HC Deb 29 October 1999 vol 336 cc1036-7W
Mr. Cohen

To ask the Chancellor of the Exchequer what assessment he has made of the advantages and disadvantages of providing retraining assistance by(a) tax allowances or rebates and (b) facilitating career development loans at lower than commercial rates of interest for individuals in employment but at risk of becoming unemployed; and if he will make a statement. [94811]

Mr. Wicks

I have been asked to reply.

Vocational Training Relief (VTR) is currently available to individuals paying for their own training/retraining in certain circumstances. Individuals who undergo retraining provided by their employer or former employer around the time of redundancy are exempt from income tax on the benefit of that retraining. This is in addition to the general tax exception for employees on the benefit in kind of work-related training funded by their employer.
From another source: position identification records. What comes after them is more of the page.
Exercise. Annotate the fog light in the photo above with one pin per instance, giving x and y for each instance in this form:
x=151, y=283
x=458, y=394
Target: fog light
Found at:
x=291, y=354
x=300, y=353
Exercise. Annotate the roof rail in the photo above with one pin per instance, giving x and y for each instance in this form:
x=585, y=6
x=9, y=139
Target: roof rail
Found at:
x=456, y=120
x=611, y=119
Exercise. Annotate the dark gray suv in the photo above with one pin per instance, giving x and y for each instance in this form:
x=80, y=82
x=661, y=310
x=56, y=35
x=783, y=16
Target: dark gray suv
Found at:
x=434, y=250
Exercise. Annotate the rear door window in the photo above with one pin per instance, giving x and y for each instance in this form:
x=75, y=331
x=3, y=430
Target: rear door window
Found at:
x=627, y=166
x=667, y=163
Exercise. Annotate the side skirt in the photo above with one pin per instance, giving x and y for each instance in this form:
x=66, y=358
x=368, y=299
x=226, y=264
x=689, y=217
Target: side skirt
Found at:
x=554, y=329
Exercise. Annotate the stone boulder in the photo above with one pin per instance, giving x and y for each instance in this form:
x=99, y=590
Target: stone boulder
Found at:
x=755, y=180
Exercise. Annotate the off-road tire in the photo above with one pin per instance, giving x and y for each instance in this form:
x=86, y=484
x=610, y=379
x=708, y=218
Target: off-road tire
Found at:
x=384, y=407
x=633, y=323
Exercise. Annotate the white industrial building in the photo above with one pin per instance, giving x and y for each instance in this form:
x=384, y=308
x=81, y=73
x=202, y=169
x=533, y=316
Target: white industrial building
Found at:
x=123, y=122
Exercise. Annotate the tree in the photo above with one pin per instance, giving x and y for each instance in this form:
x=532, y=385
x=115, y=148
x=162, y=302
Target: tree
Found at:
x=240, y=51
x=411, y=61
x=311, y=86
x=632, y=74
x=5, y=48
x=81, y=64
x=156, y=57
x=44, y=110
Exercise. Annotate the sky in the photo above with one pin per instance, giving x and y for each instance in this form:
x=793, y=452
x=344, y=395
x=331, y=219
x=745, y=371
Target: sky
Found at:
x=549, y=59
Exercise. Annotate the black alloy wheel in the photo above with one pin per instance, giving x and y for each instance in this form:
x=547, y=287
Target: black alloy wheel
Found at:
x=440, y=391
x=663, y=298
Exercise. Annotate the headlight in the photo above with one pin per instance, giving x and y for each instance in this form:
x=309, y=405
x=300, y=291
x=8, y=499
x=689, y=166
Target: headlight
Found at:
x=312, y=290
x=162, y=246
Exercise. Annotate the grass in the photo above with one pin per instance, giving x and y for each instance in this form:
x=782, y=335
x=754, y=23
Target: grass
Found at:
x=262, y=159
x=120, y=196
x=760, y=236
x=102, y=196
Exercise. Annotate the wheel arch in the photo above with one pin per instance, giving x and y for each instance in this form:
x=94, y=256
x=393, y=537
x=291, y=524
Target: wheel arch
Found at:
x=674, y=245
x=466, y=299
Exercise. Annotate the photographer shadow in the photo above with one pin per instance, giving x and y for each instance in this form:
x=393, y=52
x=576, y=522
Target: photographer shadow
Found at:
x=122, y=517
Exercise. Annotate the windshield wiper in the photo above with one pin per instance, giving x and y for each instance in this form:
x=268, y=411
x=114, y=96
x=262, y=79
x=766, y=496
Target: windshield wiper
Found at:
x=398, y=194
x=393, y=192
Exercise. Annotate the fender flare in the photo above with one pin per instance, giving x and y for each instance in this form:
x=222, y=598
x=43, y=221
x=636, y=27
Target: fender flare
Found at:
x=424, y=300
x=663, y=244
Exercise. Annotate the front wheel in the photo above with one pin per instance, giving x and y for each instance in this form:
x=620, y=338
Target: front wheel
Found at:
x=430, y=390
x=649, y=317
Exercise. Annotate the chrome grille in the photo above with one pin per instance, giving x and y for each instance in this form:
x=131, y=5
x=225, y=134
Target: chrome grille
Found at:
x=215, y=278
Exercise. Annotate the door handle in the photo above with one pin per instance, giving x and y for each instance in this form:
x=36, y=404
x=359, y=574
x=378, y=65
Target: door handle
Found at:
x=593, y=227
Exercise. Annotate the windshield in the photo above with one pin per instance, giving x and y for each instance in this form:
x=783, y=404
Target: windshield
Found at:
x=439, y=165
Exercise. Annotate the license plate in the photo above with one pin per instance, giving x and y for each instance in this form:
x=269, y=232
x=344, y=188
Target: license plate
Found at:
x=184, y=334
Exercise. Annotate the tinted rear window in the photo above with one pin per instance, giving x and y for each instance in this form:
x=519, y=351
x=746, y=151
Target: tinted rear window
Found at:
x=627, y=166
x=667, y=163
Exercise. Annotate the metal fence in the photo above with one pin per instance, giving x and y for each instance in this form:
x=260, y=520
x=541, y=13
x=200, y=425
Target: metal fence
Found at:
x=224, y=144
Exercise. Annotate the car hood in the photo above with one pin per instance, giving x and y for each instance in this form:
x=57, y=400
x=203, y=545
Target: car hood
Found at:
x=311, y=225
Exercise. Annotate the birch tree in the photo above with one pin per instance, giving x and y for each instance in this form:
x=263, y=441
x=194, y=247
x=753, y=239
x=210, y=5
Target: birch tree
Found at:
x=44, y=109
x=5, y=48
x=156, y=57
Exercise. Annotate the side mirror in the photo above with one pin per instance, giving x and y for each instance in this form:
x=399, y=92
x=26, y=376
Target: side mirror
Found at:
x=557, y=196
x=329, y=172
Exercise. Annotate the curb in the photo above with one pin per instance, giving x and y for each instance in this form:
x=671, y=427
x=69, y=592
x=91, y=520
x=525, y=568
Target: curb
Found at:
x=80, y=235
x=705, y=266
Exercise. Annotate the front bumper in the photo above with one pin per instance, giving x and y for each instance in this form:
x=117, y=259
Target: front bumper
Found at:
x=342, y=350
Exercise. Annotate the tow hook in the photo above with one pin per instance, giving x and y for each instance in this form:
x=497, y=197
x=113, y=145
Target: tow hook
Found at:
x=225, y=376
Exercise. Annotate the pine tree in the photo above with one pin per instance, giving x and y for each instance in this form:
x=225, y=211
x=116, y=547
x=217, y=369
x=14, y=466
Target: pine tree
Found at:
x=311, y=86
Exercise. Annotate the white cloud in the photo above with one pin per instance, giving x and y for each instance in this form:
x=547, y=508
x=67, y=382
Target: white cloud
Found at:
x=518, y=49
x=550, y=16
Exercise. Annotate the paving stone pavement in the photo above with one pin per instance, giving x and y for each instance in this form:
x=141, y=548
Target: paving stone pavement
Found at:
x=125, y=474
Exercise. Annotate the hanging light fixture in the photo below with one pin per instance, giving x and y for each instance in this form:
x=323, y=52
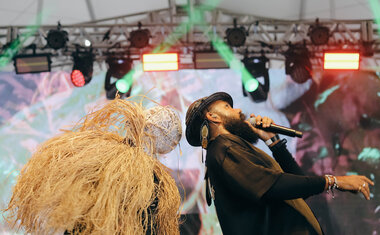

A national framework for individual learning accounts will be launched in 2000. Under this framework, individuals will be able to obtain 20 per cent. discounts, rather than tax relief, on the first £500 a year of a wide range of learning which they pay for—with 80 per cent. discounts for certain key courses, including computer literacy. Contributions paid by employers towards eligible learning for employees who hold individual learning accounts will qualify for a deduction from taxable profits. They will also be tax and NICs free in the hands of their employees, provided employers contribute to the learning accounts of their lowest paid workers on similar terms. Individual learning accounts will promote lifelong learning and encourage individuals to take responsibility for their own training and development.

The Chancellor announced in this year's budget that VTR is to be withdrawn sometime in 2000–01, when the national framework for individual learning accounts is launched. The incentives announced for individual learning accounts provide a better means of targeting support from public funds than VTR.

There are no immediate plans to change the terms under which loans are offered by banks under the Career Development Loan (CDL) scheme. However, we are actively looking at what improvements can be made to the provision of support for learning, to help individuals to access training. As part of this, we are keeping under review the operation and terms of the CDL scheme, and consideration of the terms under which individual learning accounts should be introduced, in accordance with the proposals in "The Learning Age" Green Paper.